Esta introdução é obrigatória para transmitir ao leitor a importância da Quitanda a que estão ligados todos os cidadãos: os abastecedores e vendedores, os consumidores e os simples curiosos e visitadores. Vou referir-me em particular a Cabinda, realidade que eu vivi com muito prazer nos anos 40 a 60 do século XX. Era tempo de Paz, trabalho e progresso sem ameaças e sobressaltos. Aqui a Quitanda funcionava a céu aberto.

Os abastecedores, simultaneamente vendedores, eram as famílias africanas que levavam das suas lavras os produtos agrícolas como: bananas (maçã, ouro, macaco e outras), laranjas, tangerinas, ananases, abacates, cocos, fruta-pinhas, mamões, papaias e muitas mais e ainda o dendê para confecção da moamba. Da pecuária, apenas animais vivos como, galinhas e frangos, patos, cabritos e pombos verdes. A matriarca da família era quem tratava do cultivo e recolha dos produtos, enquanto que o seu homem se ocupava duma profissão extra-caseira. Os filhos mais velhos cuidavam dos mais novos e contribuíam para manter as suas casas limpas e asseadas, tendo a especial missão de as manter sem mato ou capim, num perímetro de 100 metros, para evitar os percalços das queimadas. Também eram abastecedores e vendedores, os pescadores que, ao terminarem a sua faina nocturna, apareciam bem cedo com os peixes mais variados como: a corvina, os malévos, a taínha, o carapau, o tubarão, os chocos, os polvos, os caranguejos, as lagostas, etc... Eles eram muito profissionais, pois enfrentavam por vezes o mar revolto, com coragem e determinação, em frágeis canoas (troncos de árvore cavados).
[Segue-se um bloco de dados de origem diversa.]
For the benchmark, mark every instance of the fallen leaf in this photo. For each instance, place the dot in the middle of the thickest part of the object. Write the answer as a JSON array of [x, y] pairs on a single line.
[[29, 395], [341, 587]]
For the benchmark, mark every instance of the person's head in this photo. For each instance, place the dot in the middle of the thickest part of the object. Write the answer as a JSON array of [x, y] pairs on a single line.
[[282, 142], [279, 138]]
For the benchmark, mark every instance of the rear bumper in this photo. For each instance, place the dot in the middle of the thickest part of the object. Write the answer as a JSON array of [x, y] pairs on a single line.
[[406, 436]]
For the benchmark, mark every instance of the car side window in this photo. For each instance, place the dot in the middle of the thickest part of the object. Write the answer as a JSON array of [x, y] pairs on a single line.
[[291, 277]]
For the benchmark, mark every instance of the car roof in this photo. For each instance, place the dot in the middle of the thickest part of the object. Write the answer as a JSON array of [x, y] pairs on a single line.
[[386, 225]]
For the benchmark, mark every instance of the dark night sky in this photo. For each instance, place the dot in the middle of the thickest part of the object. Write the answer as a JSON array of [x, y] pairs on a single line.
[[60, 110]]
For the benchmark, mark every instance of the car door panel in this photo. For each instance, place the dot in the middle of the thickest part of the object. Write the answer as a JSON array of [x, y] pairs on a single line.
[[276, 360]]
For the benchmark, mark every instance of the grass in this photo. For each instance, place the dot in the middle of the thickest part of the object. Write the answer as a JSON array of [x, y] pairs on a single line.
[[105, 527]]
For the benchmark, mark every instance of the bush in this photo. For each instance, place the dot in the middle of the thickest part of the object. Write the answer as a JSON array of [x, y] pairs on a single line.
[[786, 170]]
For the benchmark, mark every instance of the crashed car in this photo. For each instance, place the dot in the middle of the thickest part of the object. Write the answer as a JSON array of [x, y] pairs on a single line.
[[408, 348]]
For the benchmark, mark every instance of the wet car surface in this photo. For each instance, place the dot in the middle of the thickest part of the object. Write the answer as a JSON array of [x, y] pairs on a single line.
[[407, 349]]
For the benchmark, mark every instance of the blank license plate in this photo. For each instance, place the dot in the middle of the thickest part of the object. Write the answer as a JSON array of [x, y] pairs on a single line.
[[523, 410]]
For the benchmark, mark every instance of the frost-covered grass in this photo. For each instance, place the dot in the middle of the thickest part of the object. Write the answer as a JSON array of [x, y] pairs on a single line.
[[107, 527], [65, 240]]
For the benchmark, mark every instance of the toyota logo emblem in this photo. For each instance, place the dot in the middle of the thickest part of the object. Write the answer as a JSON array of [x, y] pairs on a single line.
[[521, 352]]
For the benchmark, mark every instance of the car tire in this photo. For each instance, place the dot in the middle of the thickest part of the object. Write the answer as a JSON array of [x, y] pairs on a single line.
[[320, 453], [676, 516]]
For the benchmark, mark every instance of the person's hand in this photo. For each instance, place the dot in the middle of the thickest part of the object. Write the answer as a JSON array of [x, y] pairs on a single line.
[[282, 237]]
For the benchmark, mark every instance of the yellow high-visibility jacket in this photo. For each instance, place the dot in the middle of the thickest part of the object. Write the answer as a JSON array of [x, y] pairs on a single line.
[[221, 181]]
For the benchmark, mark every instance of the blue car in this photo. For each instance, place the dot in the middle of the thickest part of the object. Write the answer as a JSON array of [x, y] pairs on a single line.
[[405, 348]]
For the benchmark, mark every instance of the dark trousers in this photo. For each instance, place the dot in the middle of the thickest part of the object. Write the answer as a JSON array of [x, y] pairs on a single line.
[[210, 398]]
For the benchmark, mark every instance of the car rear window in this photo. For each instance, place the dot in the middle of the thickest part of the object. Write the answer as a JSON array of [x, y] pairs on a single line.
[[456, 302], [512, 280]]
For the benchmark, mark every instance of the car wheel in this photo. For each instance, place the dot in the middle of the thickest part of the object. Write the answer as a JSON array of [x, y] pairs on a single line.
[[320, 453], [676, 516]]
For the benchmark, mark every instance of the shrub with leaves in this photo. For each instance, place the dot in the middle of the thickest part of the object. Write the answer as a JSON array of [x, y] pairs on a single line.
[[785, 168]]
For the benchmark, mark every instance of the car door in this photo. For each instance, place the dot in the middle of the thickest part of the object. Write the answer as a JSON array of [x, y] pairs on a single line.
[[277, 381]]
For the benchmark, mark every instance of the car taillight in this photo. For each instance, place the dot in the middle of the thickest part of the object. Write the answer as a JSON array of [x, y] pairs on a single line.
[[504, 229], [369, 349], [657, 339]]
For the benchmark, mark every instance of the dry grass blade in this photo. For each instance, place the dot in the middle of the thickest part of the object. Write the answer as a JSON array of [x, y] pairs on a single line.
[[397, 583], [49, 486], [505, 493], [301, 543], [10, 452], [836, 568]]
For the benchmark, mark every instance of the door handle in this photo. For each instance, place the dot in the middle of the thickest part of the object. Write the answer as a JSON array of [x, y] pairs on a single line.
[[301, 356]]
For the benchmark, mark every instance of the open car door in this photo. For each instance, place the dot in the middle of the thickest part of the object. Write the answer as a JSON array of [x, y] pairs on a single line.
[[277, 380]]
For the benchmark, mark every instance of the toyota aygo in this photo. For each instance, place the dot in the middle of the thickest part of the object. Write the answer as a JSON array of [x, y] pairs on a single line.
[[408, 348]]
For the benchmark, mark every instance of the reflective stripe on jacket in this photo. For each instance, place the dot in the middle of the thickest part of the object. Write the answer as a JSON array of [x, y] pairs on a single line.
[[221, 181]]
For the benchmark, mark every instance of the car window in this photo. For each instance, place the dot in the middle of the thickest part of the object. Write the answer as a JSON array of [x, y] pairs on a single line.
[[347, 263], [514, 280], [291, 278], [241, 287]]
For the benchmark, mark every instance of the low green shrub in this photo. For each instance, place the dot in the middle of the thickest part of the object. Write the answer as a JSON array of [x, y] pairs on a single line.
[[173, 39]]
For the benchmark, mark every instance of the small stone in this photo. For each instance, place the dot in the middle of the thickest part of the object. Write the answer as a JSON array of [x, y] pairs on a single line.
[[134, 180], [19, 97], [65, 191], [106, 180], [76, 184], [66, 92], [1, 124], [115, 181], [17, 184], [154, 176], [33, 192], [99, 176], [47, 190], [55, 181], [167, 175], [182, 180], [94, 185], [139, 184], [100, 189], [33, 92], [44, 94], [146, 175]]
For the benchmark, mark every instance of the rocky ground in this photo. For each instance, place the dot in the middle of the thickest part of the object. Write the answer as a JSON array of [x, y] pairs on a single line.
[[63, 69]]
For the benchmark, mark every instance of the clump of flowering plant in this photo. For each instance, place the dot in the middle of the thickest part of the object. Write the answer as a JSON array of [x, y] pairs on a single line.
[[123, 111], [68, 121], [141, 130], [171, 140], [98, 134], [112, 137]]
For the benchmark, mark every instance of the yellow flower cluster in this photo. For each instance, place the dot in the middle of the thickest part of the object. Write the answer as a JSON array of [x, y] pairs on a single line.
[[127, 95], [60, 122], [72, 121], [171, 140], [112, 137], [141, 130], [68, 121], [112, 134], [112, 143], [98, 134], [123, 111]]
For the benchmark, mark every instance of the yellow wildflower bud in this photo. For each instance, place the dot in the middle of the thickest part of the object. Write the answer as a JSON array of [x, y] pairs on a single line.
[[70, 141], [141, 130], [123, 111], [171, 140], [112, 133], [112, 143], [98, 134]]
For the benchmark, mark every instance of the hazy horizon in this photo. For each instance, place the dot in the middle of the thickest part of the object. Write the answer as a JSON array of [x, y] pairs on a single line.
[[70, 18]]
Os consumidores ficavam inebriados pelo colorido e aroma dos produtos, especialmente das frutas, comprando um pouco de tudo. Finalmente os visitadores eram simples curiosos que por vício se deslocavam à sua Quitanda para terem o prazer de compartilhar dos mesmos aromas e cores, a que se juntavam a variedade dos panos coloridos com desenhos apelativos, que as mulheres exibiam vaidosamente, envolvendo os seus corpos esculturais do peito ao tornoselo. Estas sensações agradáveis eram reforçadas pelo cheiro da forte maresia que vinha da baía e se mesclava com todo o ambiente do Templo. Eis a razão porque ao fim de tantos anos se sente com profundo sentimento a Saudade e o Feitiço Africanos.